Par une lettre enregistrée le 29 avril 2024, Mme C A épouse B, représentée par Me Zoleko, a présenté une demande en vue d'obtenir l'exécution sous astreinte du jugement n° 2204661.
Mme A fait valoir que le préfet des Alpes-Maritimes n'a pas exécuté le jugement en cause.
Par une ordonnance en date du 17 octobre 2024, la présidente du tribunal administratif de Nice a décidé l'ouverture d'une procédure juridictionnelle, en application de l'article R. 921-6 du code de justice administrative, en vue de prescrire les mesures d'exécution du jugement n° 2204661 du 8 février 2024 précité.
Vu les autres pièces du dossier.
Vu :
- le code de l'entrée et du séjour des étrangers et du droit d'asile ;
- le code de justice administrative.
Considérant ce qui suit :
1. Aux termes de l'article R. 222-1 du code de justice administrative : " Les présidents de () formation de jugement des tribunaux () peuvent, par ordonnance : () 3° Constater qu'il n'y a pas lieu de statuer sur une requête ; () ".

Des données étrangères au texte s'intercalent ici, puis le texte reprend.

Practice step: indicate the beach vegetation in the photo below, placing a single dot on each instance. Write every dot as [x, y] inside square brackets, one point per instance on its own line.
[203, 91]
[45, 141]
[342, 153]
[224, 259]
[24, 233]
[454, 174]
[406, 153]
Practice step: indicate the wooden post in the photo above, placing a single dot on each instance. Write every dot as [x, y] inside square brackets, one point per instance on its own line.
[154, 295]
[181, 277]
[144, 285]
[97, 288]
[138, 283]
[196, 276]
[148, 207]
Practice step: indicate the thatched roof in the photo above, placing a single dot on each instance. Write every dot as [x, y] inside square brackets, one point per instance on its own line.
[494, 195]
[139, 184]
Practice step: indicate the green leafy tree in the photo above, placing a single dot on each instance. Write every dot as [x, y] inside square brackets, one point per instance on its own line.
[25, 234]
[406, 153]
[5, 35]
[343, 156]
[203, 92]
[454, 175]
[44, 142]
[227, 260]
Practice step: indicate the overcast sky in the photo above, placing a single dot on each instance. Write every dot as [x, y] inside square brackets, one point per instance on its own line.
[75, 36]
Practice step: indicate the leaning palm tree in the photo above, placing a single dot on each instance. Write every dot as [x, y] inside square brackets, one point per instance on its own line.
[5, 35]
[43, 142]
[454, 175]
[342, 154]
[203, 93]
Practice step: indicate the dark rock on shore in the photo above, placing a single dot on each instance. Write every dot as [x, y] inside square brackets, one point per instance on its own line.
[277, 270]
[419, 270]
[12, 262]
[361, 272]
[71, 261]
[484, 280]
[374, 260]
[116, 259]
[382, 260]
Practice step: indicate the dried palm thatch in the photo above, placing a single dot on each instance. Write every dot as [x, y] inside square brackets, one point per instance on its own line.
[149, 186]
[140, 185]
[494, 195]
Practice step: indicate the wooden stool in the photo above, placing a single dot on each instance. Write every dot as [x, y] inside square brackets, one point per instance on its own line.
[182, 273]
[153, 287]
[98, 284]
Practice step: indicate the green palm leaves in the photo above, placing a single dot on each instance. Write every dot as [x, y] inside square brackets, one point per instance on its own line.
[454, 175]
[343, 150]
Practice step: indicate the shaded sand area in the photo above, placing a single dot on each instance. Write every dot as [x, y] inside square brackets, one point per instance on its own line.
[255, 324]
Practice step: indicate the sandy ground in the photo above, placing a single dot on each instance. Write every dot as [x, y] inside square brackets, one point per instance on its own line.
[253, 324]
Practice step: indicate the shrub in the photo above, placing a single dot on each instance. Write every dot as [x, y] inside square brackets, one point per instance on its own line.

2. Aux termes de l'article L. 911-4 du code de justice administrative : " En cas d'inexécution d'un jugement ou d'un arrêt, la partie intéressée peut demander à la juridiction, une fois la décision rendue, d'en assurer l'exécution. / Si le jugement ou l'arrêt dont l'exécution est demandée n'a pas défini les mesures d'exécution, la juridiction saisie procède à cette définition. Elle peut fixer un délai d'exécution et prononcer une astreinte. ". Aux termes de l'article R. 921-5 du même code : " Le président () du tribunal administratif saisi d'une demande d'exécution sur le fondement de l'article L. 911-4, ou le rapporteur désigné à cette fin, accomplissent toutes diligences qu'ils jugent utiles pour assurer l'exécution de la décision juridictionnelle qui fait l'objet de la demande. / Lorsque le président estime qu'il a été procédé à l'exécution ou que la demande n'est pas fondée, il en informe le demandeur et procède au classement administratif de la demande. ". Enfin, aux termes de l'article R. 921-6 dudit code : " Dans le cas où le président estime nécessaire de prescrire des mesures d'exécution par voie juridictionnelle, et notamment de prononcer une astreinte, ou lorsque le demandeur le sollicite dans le mois qui suit la notification du classement décidé en vertu du dernier alinéa de l'article précédent, le président de la cour ou du tribunal ouvre par ordonnance une procédure juridictionnelle. Cette ordonnance n'est pas susceptible de recours. L'affaire est instruite et jugée d'urgence. Lorsqu'elle prononce une astreinte, la formation de jugement en fixe la date d'effet ".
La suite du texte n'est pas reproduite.